Friday, September 18, 2020

News: 60mph speed limit on M1 in bid to cut pollution levels in Rotherham


Highways England has confirmed that it will trial 60mph speed limits on the M1 in Rotherham as action needs to be taken to reduce emissions and improve air quality.

The limits would be operational 24 hours a day instead of during peak times as they currently are.

The M1 smart motorway became operational in the region and open to traffic in 2017 with the section was designated as Britain's first ever Air Quality "Speed Limit" based motorway.

Highways England completed a £106m scheme on a ten mile stretch of the M1 between junctions 32 (south of Sheffield and Rotherham) and 35a (north of Sheffield and Rotherham), and a 20 mile stretch of the M1 between junction 28 (South Normanton) and 31 (Aston) in a project costing £205m.

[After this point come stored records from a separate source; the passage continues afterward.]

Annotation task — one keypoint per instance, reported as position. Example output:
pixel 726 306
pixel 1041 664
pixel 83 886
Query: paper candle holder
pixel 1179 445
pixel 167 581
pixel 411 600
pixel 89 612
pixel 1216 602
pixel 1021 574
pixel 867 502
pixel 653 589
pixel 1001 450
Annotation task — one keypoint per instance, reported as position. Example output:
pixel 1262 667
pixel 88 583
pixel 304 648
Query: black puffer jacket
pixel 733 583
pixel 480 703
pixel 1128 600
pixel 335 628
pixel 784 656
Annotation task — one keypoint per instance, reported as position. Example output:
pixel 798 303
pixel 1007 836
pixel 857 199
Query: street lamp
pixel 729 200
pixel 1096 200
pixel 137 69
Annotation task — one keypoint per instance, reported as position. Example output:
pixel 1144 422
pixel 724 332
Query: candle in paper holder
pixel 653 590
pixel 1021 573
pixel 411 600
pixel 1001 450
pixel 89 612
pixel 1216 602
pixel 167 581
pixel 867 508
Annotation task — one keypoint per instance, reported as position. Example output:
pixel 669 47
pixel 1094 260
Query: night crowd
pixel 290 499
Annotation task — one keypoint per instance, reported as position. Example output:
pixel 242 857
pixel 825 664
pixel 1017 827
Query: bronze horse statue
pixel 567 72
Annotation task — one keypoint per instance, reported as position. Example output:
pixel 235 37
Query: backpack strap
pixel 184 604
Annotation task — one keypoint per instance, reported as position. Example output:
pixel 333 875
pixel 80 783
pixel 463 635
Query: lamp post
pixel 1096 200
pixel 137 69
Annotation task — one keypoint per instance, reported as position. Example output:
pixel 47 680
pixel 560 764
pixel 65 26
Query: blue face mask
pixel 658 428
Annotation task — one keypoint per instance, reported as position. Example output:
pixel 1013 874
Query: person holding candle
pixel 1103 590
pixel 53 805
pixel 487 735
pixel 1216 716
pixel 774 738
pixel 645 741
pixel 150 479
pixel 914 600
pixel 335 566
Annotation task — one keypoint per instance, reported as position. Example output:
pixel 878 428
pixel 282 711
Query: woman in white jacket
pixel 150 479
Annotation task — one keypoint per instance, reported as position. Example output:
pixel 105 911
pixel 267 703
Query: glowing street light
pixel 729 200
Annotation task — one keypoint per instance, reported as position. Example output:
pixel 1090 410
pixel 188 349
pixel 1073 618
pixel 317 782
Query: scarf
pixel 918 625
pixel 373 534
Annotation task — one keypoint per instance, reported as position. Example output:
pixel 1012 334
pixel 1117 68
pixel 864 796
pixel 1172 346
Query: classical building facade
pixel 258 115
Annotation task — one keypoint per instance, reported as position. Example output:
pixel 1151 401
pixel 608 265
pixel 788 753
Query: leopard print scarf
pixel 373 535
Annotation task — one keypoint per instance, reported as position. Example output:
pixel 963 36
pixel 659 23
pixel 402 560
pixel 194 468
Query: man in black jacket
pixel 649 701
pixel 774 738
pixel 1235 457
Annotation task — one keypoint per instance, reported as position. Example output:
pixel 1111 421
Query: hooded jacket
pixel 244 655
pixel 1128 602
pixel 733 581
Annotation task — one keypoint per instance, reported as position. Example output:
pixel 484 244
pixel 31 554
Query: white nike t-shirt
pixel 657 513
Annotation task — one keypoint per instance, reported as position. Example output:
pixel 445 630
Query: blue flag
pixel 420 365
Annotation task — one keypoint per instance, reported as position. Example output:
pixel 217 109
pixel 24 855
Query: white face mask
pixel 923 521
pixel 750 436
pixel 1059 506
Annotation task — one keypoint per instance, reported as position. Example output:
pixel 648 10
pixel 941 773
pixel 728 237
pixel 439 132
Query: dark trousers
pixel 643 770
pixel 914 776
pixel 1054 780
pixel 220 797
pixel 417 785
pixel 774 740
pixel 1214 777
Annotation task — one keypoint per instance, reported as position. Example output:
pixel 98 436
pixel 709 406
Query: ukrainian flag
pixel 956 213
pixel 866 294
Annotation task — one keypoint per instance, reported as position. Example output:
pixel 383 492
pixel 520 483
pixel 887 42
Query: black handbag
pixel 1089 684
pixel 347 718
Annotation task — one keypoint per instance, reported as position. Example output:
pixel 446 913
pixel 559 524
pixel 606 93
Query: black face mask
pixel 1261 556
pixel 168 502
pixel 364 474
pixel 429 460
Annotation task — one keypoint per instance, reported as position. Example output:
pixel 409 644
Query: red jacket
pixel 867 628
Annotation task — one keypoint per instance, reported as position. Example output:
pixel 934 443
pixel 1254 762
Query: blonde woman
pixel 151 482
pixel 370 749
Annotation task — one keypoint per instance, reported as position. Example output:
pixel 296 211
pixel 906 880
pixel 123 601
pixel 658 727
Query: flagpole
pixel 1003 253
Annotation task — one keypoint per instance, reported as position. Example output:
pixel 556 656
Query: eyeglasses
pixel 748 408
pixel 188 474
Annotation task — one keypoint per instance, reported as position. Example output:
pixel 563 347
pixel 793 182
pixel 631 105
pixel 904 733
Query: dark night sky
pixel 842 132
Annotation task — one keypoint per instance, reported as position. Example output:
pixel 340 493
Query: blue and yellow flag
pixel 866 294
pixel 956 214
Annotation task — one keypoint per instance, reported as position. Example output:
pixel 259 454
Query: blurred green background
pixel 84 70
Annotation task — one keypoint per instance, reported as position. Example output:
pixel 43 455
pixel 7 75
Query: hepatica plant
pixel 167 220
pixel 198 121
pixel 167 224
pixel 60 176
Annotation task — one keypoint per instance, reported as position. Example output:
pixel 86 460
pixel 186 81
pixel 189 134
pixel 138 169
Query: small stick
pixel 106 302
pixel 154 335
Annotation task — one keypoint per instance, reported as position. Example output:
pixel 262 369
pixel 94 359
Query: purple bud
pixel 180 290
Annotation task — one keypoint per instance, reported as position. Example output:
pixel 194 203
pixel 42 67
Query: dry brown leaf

The projects include converting the hard shoulder to an extra traffic lane in both directions and variable mandatory speed limits set daily between 7-9am and 3-6pm.

Now Highways England is proposing to introduce speed restrictions in various locations including between M1 junctions 34 (Meadowhall) and 33 (Catcliffe).

An update from the government agency said: "We are testing whether reducing the speed limit reduces NO2 levels. We will continually monitor this trial and if proven successful, the speed limit will remain in place until the area is compliant.

"The locations were identified as locations where NO2 levels exceed the legal limit annual mean limit level of 40 µg/m³.

"We have a duty to bring these locations into compliance with the limit value in the shortest possible time where feasible options exist. In these trial locations we expect that reducing the speed will lead to a reduction in emissions and accelerate compliance."

In 2014, the Transport Secretary put the brakes on the Highways Agency's (now Highways England) plans to implement a maximum mandatory 60mph speed limit. The speed limit would have been used between 7am and 7pm, seven days a week.

Highways England has confirmed that the speed limits will be operational 24 hours a day, adding: "We need to improve air quality at these location in the shortest timeframe possible. Emissions levels are calculated on an annual average basis, and so having the speed limits in place 24 hours a day will bring down the annual averages in the shortest timescale possible. Also vehicles travelling late at night often travel at higher average speeds resulting in high levels of harmful emissions. All vehicles emissions at any time of day contribute to the total."

Reduced speed limits are expected to have a "negligible impact" on journeys as the length of road covered by the limit will be less than 4.5 miles.

Rothbiz reported last week that, having been charged with coming up with local plans for reducing air pollution, Sheffield Council announced that it was delaying its proposals in order to review the possible impacts of COVID-19 on businesses, transport, and air quality.